0.1.0 • Published 8 years ago

collabo-flow v0.1.0

Weekly downloads
10
License
MIT
Repository
github
Last release
8 years ago

CollaboFlow

NPM version Build Status Coverage Status Dependency Status semantic-release

'CollaboFlow' is a node.js environment for coordinated execution of flows (or workflows) that can be in node, python, ... It is part of the CollaboScience initiative.

Introduction

Collabo-Flow Class diagram

Flow

'Flow' is a structured set of tasks that, taken together, serve a particular purpose. The purpose could be to parse a set of data in a particular way, or to analyse the corpus of an author @see Bukvik{@link http://bukvik.litterra.info}, or to crawl Wikipedia and analyse community behavior @see Democracy-Framework - Wikipedia{@link http://cha-os.github.io/democracy-framework-wikipedia/}, etc, etc.

Flow can be executed fully or partially. A user can run the entire flow, a particular task, or a particular task with dependencies - the task with all the other tasks that the specified task depends upon. For example, a task calculating some data may depend on the task that loads that data in the first place (its 'dependency').

@see:

Task

'Task' describes a clearly isolated unit of work. Task explains 'what' has to be done and 'how' it has to be done. Each task has datasets that it uses for performing intended work. 'How' tasks are executed is described by referring to a specific 'processor' that will perform the work. 'What' the task works with is described with a set of 'datasets' that should be used for performing the intended work.

@see:

Processor

'Processor' is the 'code-implementation' of a particular clearly defined type of work, called up by a task. A processor usually takes the form of an internal or external module in the system. It can be encoded in different programming languages (JavaScript (nodejs), Python, ...). Each task relates 1-1 with the processor that is performing it.

Users can

  1. use preexisting processors from some free/commercial bundles (packages)
  2. develop new processors themselves, hire someone to develop them
  3. 'wrap' existing complex tools by creating light wrapper-processors that will make those tools understandable for CollaboFlow.

@see:

Dataset

A 'dataset' is a reference to any type (and cardinality) of data organized under a single logical/conceptual unit and identified with a unique namespace(:name). The dataset has different metadata associated with it, it can be versioned etc, but overall it is a set of data the task can uniquely access, load, update or store.

@see:

Port

A 'port' is a structural unit that connects tasks and datasets. Every task can have multiple named ports for accessing datasets. The two most common ports are 'in' and 'out'. Those two ports contains input datasets that task uses to retrieve all necessary data for processing, and output datasets that task uses for storing working results, retrospectively. Usually each port contains just one dataset, but in the case a task processed an array of datasets, the port can contain any provisionally large array of datasets.

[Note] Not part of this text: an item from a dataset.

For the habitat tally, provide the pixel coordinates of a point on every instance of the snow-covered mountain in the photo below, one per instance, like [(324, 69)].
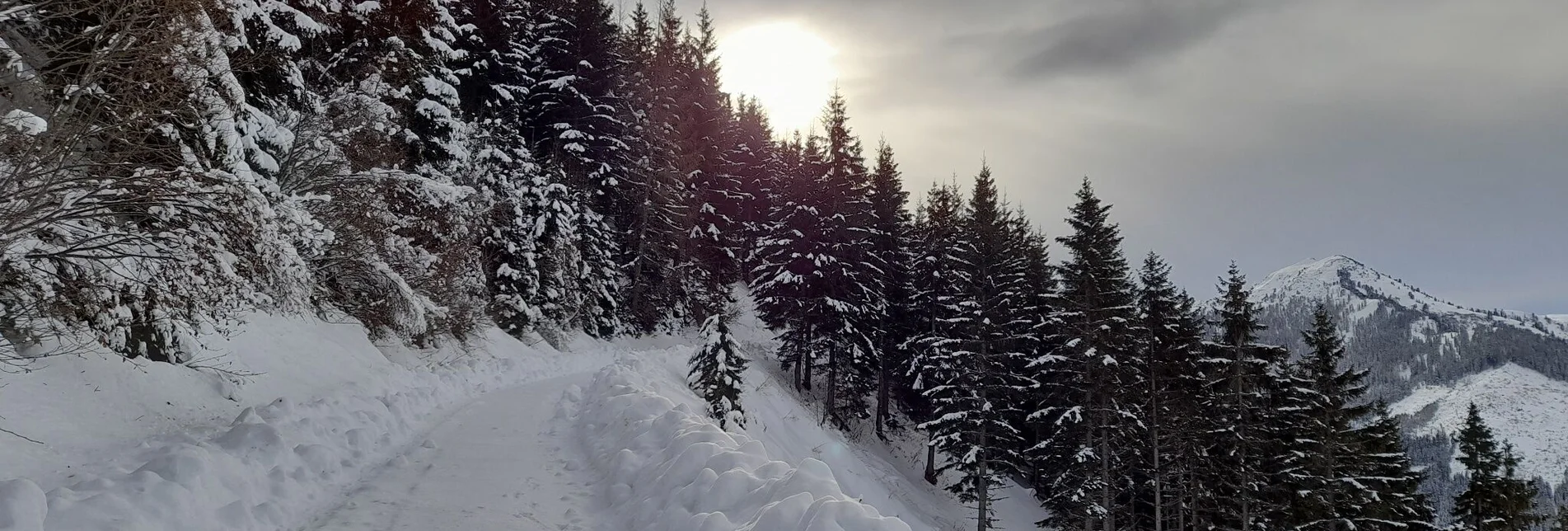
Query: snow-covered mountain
[(1521, 404), (1432, 357), (1404, 335)]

Each port has its semantically described direction. It can be one of the following:

  • in: datasets will be used just for reading from
  • out: datasets will be used just for writing to
  • inout: datasets will be used both for reading from and writing to

@see:

Namespace and name

'Namespace' is a notation used for organizing both tasks and datasets. It consists of a set of words separated with periods, for example:

  • df-wiki.get-pages-revisions.by-pages-list or
  • <NAMESPACE_DATA>.wiki-user.registered.contribution, or
  • <NAMESPACE_DATA>.wiki-user.registered.talk-pages.snapshots.

For the last two namespaces, we can see that they share the same beginning <NAMESPACE_DATA>.wiki-user.registered`.

To fully specify (address) one entity, either a dataset or a task, we use both namespace and the name of the entity in the form 'namespace:name'.

'Dependency' between tasks is mainly structured through the datasets they use. For example, if taskB consumes dataset1 (through its input port), and taskA produces dataset1 (through its output port), then we say that 'taskB depends on taskA'.

Examples

Task

{
	"type": "task",
	"namespace": "<NAMESPACE_TASK>.execute",
	"name": "titles-to-pageids",
	"comment": "Converts list of titles (+adding title prefix) into list with titles and pageids",
	"processorNsN": "df-wiki.get-pages.titles-to-pageids",
	"execution": 0,
	"forceExecute": true,
	"isPower": true,
	"params": {
		"outputFileFormats": ["json", "csv"],
		"processorSubType": "titles-to-pageids",
		"pagePrefix": "",
		"wereSpecialPages": false,
		"retrievingDepth": 0,
		"wpNamespacesToRetrieve": [0],
		"everyWhichToRetrieve": 1,
		"csvSeparator": ", ",
		"storeInDb": false,
		"transferExtraFields": ["popularity", "accuracy"]
	},
	"ports": {
		"in": {
			"direction": "in",
			"datasets": [
				{
					"namespace": "<NAMESPACE_DATA>",
					"name": "zeitgeist_2008-2013"
				}
			]
		},
		"listOut": {
			"direction": "out",
			"datasets": [
				{
					"namespace": "<NAMESPACE_DATA>",
					"name": "zeitgeist_2008-2013-with-ids"
				}
			]
		}
	}
}

Notably, there are a few important aspects:

  • type: it tells that the entity in the flow is a task
  • namespace: the namespace that the task belongs to
  • name: the name of the task (inside of the namespace)
  • comment: a comment about the task (what it does, etc), the phrasing is free
  • processorNsN: a full namespace:name path to the processor that will execute the task
  • params: set of properties we are passing to the processor to tweak the task's execution
  • ports: set of ports to the task, where each port has an array of datasets that task can access In this case we have two ports, each with one dataset associated with it.

For more details please @see the TaskStructure{@link collabo-flow.Task.TaskStructure}

Ports and dataset

Creating a flow

In order to create a new flow, the user needs to create a new json file with the flow's description in it @see FlowStructure{@link collabo-flow.Flow.FlowStructure}.

Example of a blanc flow:

{
	"name": "Micro-analysis",
	"authors": "Sinisha Rudan, Sasha Mile Rudan, Lazar Kovacevic",
	"version": "0.1",
	"description": "Micro-analyses of Wikipedia behavior",
	"environment": {
		"variables": {
			"NAMESPACE_DATA": "democracy-framework.wikipedia"
		}
	},
	"data": [
	]
}

Note: Our sub-project Bukvik{@link http://bukvik.litterra.info} does support visualization and editing of the flow, but we are still working on migrating it to a more general context necessary to visualize, edit, and run collaboflows.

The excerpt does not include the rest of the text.